聖乙女(リル・ファーレ)の叙情詩~はじまりの詩~
雷竜は叫び、がむしゃらに反撃しようと太い腕をふりまわしたが、木々をなぎ倒しただけですべて空振りした。

続いて体を回転させて尻尾を叩きつけようとしたが、片腕をついて全身を持ち上げた少年に軽くかわされた。少年はその勢いのまま宙返りして見事に着地する。

地に足がつくやいなや少年は雷竜の近くに深く踏み込みその背中とわき腹を十字に斬った。

俊敏な動き、躍動感にあふれる圧倒的な剣技。戦いの主導権は完全に彼が握っていた。彼の周囲で燃え盛る炎までもが彼に喜んで従っているように見える。彼はまるで竜―炎の竜だ。

「これで、終わりだ」

少年がそう宣すると、雷竜の体に異変が起こった。

―あれは何だ!?

リュティアは目を疑った。

雷竜の体の中心から、燃え盛る炎の球がじょじょに膨れ上がってくる!

雷竜は慌てたように前足で胸元をかきむしる。しかし炎の球は大きくなるばかりだ。そしてついに炎の球は限界まで膨れ上がり――

爆発した!

激しい突風と飛び散る木端にリュティアは思わず目を閉じる。

そうしながら思った。

少年はこの爆発のために雷竜の体のあちこちに切り込みを入れていたのだと。少年は雷だけでなく炎までも、自在に操ることができるのだと。

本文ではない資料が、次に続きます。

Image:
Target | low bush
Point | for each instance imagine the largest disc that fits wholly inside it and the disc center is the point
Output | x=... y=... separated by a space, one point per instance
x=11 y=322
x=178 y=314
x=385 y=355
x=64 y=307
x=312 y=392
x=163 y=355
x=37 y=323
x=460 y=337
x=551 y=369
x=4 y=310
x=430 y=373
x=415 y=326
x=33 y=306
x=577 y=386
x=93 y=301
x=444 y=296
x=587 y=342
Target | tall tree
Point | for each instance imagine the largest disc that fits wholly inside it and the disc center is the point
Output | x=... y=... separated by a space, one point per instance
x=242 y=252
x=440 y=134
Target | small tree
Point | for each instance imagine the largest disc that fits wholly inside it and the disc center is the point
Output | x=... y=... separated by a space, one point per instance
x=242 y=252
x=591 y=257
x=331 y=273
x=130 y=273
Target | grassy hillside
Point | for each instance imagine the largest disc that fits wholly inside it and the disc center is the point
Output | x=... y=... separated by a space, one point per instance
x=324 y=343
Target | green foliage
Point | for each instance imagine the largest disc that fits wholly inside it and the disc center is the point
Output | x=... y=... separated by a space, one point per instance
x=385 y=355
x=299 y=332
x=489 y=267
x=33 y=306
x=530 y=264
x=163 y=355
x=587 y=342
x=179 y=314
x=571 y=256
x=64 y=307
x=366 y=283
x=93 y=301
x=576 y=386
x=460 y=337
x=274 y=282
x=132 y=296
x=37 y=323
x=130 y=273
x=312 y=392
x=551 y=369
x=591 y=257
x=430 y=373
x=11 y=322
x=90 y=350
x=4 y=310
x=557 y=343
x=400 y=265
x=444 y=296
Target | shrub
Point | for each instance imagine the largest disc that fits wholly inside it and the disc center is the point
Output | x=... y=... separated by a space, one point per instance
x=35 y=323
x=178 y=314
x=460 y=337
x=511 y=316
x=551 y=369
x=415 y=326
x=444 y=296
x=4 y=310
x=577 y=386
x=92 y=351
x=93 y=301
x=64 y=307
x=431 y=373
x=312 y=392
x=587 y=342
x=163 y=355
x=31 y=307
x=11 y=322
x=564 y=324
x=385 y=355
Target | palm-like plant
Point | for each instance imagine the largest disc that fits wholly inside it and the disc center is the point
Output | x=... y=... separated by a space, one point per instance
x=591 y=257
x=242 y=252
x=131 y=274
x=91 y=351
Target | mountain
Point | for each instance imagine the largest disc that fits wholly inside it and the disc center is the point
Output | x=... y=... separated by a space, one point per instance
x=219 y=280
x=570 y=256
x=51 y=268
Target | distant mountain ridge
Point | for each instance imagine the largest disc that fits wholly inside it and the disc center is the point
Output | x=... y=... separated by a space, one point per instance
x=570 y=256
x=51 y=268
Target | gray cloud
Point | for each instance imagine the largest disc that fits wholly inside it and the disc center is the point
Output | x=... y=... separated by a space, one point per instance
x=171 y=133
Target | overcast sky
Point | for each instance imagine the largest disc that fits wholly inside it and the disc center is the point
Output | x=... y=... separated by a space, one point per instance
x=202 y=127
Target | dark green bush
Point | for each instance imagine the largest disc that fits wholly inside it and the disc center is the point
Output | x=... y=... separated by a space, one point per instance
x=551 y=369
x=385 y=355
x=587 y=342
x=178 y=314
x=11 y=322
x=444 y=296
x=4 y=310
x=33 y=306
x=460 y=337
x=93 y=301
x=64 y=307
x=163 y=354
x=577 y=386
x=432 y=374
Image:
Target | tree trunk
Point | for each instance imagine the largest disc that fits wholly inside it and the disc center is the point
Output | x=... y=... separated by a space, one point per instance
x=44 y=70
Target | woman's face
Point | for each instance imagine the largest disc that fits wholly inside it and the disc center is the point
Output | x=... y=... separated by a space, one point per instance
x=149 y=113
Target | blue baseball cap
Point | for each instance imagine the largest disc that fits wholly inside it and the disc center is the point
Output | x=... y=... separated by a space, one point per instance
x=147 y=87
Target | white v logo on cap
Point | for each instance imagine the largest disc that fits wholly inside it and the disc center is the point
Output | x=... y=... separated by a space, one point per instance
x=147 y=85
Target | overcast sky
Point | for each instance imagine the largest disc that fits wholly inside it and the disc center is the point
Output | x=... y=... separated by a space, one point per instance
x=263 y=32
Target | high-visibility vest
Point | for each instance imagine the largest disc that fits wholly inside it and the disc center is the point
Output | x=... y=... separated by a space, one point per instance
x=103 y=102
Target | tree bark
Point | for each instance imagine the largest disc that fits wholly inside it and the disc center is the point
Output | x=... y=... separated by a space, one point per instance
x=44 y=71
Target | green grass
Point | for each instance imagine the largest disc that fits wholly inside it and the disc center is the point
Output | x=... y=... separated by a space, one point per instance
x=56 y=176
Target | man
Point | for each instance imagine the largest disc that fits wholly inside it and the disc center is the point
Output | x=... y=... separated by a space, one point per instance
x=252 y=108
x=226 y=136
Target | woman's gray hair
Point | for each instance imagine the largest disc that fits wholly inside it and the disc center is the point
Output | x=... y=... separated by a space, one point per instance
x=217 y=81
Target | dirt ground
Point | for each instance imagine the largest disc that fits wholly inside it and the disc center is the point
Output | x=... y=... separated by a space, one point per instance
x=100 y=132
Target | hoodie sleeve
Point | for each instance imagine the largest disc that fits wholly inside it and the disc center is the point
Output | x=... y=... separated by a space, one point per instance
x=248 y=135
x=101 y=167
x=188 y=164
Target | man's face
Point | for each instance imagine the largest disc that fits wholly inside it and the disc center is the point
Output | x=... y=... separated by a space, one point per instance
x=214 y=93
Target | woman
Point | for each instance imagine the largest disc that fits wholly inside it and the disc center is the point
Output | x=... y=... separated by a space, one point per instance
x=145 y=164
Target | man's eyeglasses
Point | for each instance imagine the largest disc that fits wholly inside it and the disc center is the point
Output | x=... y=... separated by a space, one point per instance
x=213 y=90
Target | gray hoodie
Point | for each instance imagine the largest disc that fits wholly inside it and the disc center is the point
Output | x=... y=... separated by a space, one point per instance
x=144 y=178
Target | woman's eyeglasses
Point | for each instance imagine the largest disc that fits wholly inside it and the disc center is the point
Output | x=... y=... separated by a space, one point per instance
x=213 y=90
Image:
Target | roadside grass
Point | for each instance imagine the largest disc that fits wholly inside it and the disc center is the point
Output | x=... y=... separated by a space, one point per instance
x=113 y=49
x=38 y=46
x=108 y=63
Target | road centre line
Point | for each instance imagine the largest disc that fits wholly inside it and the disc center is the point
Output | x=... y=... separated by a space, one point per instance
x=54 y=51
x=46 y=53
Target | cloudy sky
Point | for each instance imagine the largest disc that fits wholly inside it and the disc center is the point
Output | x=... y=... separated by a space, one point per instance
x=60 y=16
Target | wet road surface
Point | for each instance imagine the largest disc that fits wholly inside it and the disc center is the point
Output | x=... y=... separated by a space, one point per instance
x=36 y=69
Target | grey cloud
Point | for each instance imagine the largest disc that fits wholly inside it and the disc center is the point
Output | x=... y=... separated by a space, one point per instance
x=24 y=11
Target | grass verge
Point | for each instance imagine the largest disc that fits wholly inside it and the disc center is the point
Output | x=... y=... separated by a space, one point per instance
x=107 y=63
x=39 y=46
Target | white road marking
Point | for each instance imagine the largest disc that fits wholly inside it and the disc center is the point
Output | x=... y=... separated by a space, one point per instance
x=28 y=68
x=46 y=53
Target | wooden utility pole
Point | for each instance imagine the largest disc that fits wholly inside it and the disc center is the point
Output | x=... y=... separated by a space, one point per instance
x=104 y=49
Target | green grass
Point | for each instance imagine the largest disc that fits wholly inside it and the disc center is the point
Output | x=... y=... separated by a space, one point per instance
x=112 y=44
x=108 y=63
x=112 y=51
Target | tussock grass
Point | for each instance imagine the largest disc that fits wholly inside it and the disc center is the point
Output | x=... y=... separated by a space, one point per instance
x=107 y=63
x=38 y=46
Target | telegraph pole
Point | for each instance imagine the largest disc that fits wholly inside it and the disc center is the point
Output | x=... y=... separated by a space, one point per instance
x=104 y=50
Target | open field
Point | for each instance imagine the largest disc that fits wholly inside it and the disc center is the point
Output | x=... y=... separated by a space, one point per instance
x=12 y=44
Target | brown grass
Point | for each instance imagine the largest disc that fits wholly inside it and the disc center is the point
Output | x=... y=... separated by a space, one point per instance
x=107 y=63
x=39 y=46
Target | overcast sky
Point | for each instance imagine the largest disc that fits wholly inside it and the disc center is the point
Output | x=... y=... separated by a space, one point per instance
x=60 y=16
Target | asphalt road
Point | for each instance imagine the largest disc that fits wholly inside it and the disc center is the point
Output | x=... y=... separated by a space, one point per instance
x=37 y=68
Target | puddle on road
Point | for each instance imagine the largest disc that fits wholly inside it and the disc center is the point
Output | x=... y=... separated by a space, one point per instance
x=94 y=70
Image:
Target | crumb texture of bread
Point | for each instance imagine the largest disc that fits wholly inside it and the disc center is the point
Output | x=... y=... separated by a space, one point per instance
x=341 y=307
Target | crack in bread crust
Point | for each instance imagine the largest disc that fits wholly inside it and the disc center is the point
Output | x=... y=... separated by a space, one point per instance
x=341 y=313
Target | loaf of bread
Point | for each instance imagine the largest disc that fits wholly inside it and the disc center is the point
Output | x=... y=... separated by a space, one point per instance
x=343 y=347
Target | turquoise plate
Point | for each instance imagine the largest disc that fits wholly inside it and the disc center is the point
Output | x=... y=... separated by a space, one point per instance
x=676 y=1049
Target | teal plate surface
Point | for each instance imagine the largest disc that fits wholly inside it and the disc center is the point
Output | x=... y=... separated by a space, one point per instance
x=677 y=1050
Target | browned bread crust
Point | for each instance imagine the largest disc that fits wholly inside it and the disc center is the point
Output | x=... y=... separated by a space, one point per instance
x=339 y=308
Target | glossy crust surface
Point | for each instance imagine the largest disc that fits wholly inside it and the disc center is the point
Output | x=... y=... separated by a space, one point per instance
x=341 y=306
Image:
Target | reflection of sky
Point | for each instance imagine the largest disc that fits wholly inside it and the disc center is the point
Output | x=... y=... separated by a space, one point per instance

突風が去り、リュティアがおそるおそる目を開け立ち上がると、黒焦げになった雷竜がばたりとその場に倒れるところだった。少年は雷竜とリュティアの間にその背中を見せて佇んでいた。

燃え盛る炎に照らされ、その背中は赤く輝いて見えた。

おもむろに少年が左腕をふりあげ、何かつぶやき、拳を軽く握りしめた。すると――

一斉に、すべての炎がぼっと音を立てて消えた。

少年を包んでいた赤い色彩が消えた。

あたりには一気に静寂が戻った。

少年がばさりとマントを翻してこちらを振り向き、ゆっくりと歩み寄ってきた。

―こっちに来る。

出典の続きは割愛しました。